Iron Man sulks and is briefly spat upon at the Guardsman's funeral, leading him down memory lane as he sad-flies across the Manhattan skyline. This is where Roy Thomas and Barry Smith get to swoop in and do a pretty bang-up job of reestablishing the character's origin and updating (as of 1972) the means by which Tony Stark becomes a P.O.W. and is forced to build his new identity from scratch. The main idea here is that Tony needs to reflect on his past bouts with reinvention and redemption and use those old lessons now. It's a thoughtful way to excuse an origin issue.

It also doesn't hurt that Iron Man has one of the more dynamic origin stories of any of the Marvel characters. Nearly as iconic as Spidey's origin in Amazing Fantasy #15 thanks to the 2008 film, Tony Stark's metamorphosis, while under duress, from arms dealer to futurist is a story that functions as it's own little Die Hard-style action movie. I'd go so far as to say it's more exciting than most of Iron Man's outings once he becomes an established hero. Thomas's minor retcon that Flashback Tony is working on "crazy gadgets to help end the bloodshed in Vietnam" doesn't change the fact that he's kind of a monster before his capture.

The Tyrannical Wong-Chu is set up as the warlord that will capture Tony and force him to build the Iron Man armor as a means of escape. Wong-Chu is a pretty flamboyant general who is also eager to best his detractors in one on one combat, if he is bigger than them. Otherwise, a coward's bullet is good enough for him. He's a charicature, and a pretty dated one at that, from a time when the satirical methods of old were clashing with the progressive virtues of the new. It's not really a big deal, though. Wong-Chu is just here to be a bad guy and get hoisted by his own petard.

"Why Must There Be An Iron Man?" builds to its most artistically potent sequence when Tony is powering up his Mark 1 armor for the first time, resulting in a splash page of the jangling armor prototype emerging from a slab like Frankenstein's monster. Smith's art makes Tony's first armor look like a shambling, jerky, unsafe, ghost in a suit of armor. The terrified Wong-Chu flees as long as he can, then orders the other prisoners executed just to spite the opponent he cannot defeat.
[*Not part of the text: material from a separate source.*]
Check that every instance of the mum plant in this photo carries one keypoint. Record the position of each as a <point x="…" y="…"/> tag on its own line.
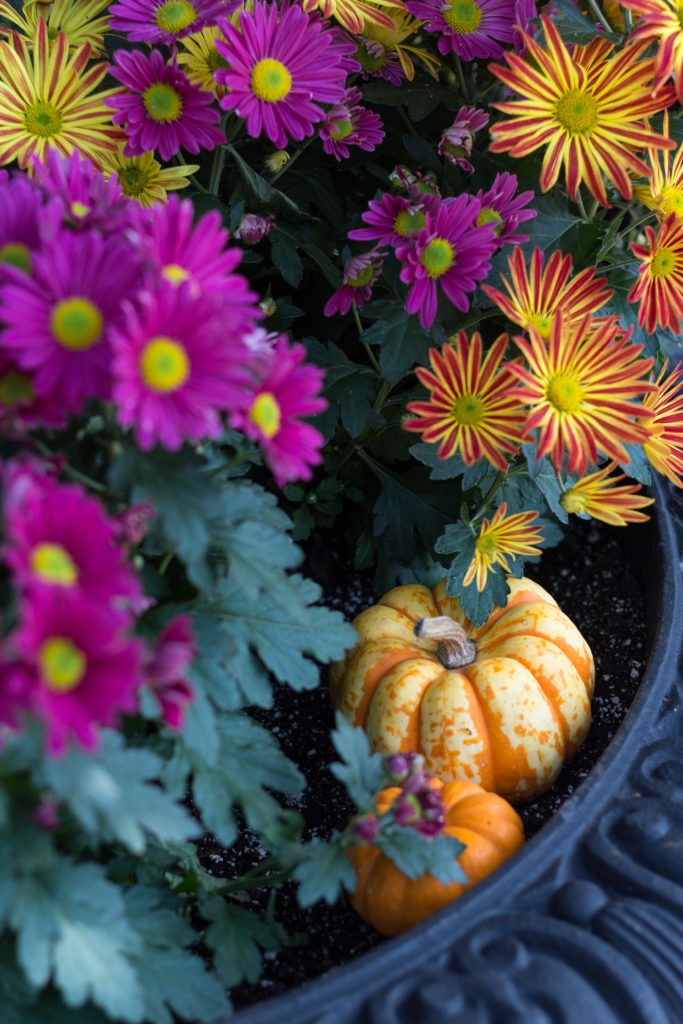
<point x="396" y="282"/>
Of course, Iron Man isn't about to let that happen and our hero smotes 'em all good.

Professor Yinsen plays a minor role in the story, and that's the only thing I feel is really lacking here and the only thing that keeps this version of the origin from feeling complete. Yinsen is the Elder that Tony encounters while prisoner, checking one of my favorite boxes on the Campbell Hero's Journey List. The Yinsen stuff is almost non-existent here, and when Tony tells the deceased mentor to "rest easy" at the flashback's end, it rings hollow.

The end of the flashback doesn't mark the end of the story however, as Iron Man still gets to spend another four or five pages debating with himself before the issue's closing. Once Tony gets himself all boned up to be Iron Man again and face a new day, we end with a splash page meant to call back to the earlier shot of the Mark 1 armor. This time, Tony is riding high and it's all fluid and dynamic and stuff. Cool.

The status quo that Iron Man returns to at that time from here doesn't really stand out to me as some of Marvel's best bronze age stuff. We're still in the middle of the Marianne Rogers saga, where Iron Man learns his girlfriend has E.S.P. and she starts wigging out on him and kinda leaves him for dead at one point. Yeah, it's pretty wild stuff in terms of throwing stuff at the wall and hoping something sticks, but it doesn't sing like Gerry Conway's Spider-Man or Steve Englehart's Captain America.

Why must there be an Iron Man? Because magnets.